Shih S J, Allan C, Grehan S, Tse E, Moran C, Taylor J M
Gladstone Institute of Cardiovascular Disease, San Francisco, California 94141-9100, USA.
J Biol Chem. 2000 Oct 13;275(41):31567-72. doi: 10.1074/jbc.M005468200.
Two distal enhancers that specify apolipoprotein (apo) E gene expression in isolated macrophages and adipose tissue were identified in transgenic mice that were generated with constructs of the human apoE/C-I/C-I'/C-IV/C-II gene cluster. One of these enhancers, multienhancer 1, consists of a 620-nucleotide sequence located 3.3 kilobases (kb) downstream of the apoE gene. The second enhancer, multienhancer 2, is a 619-nucleotide sequence located 15.9 kb downstream of the apoE gene and 5.9 kb downstream of the apoC-I gene. The two enhancers are 95% identical in sequence, and they are likely to have arisen as a consequence of the gene duplication event that yielded the apoC-I gene and the apoC-I' pseudogene. Both enhancer sequences appear to have equivalent activity in directing apoE gene expression in peritoneal macrophages and in adipocytes, suggesting that their activity in specific cell types may be determined by common regulatory elements.

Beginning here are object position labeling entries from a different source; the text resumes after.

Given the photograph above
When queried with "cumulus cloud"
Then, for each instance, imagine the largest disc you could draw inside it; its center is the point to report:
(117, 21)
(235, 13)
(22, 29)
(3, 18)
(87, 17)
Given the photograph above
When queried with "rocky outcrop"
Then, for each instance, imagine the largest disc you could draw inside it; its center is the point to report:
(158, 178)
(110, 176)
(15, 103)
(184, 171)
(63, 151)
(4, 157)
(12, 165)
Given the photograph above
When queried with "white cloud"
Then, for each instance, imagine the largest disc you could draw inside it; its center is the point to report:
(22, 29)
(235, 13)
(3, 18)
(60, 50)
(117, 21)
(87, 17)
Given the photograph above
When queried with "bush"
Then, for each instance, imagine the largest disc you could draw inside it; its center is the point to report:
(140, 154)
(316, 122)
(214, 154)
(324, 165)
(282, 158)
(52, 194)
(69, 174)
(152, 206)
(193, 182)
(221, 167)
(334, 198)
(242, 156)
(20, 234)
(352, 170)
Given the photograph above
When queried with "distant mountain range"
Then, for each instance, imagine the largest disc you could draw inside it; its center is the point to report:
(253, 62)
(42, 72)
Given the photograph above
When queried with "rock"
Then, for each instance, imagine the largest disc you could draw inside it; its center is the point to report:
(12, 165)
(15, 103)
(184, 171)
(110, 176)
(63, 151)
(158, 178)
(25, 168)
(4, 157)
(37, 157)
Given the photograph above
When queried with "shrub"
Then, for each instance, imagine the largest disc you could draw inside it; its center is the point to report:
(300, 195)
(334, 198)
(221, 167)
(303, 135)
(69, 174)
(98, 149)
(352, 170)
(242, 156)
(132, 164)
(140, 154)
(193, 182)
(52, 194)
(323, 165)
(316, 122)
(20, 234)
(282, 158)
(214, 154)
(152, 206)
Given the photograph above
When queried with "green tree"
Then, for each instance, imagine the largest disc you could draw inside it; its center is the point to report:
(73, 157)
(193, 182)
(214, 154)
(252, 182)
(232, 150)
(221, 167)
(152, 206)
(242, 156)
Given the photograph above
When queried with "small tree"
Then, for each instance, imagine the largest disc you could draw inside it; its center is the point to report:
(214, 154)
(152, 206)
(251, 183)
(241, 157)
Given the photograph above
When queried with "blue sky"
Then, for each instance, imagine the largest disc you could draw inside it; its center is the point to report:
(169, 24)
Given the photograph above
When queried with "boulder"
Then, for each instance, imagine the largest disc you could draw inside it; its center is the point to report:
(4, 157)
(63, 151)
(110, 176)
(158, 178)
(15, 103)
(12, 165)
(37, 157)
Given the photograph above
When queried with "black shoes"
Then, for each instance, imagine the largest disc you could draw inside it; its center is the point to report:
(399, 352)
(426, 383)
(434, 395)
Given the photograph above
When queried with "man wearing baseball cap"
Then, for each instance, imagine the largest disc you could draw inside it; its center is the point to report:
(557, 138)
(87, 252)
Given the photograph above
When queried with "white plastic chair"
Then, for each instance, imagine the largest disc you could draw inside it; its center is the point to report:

在用人类载脂蛋白E/载脂蛋白C-I/载脂蛋白C-I'/载脂蛋白C-IV/载脂蛋白C-II基因簇构建体生成的转基因小鼠中,鉴定出了两个在分离的巨噬细胞和脂肪组织中特异性调控载脂蛋白(apo)E基因表达的远端增强子。其中一个增强子,即多增强子1,由位于apoE基因下游3.3千碱基(kb)处的一段620个核苷酸的序列组成。第二个增强子,多增强子2,是一段619个核苷酸的序列,位于apoE基因下游15.9 kb以及apoC-I基因下游5.9 kb处。这两个增强子的序列有95%相同,它们可能是由于产生apoC-I基因和apoC-I'假基因的基因复制事件而出现的。在指导腹膜巨噬细胞和脂肪细胞中的apoE基因表达方面,这两个增强子序列似乎具有同等活性,这表明它们在特定细胞类型中的活性可能由共同的调控元件决定。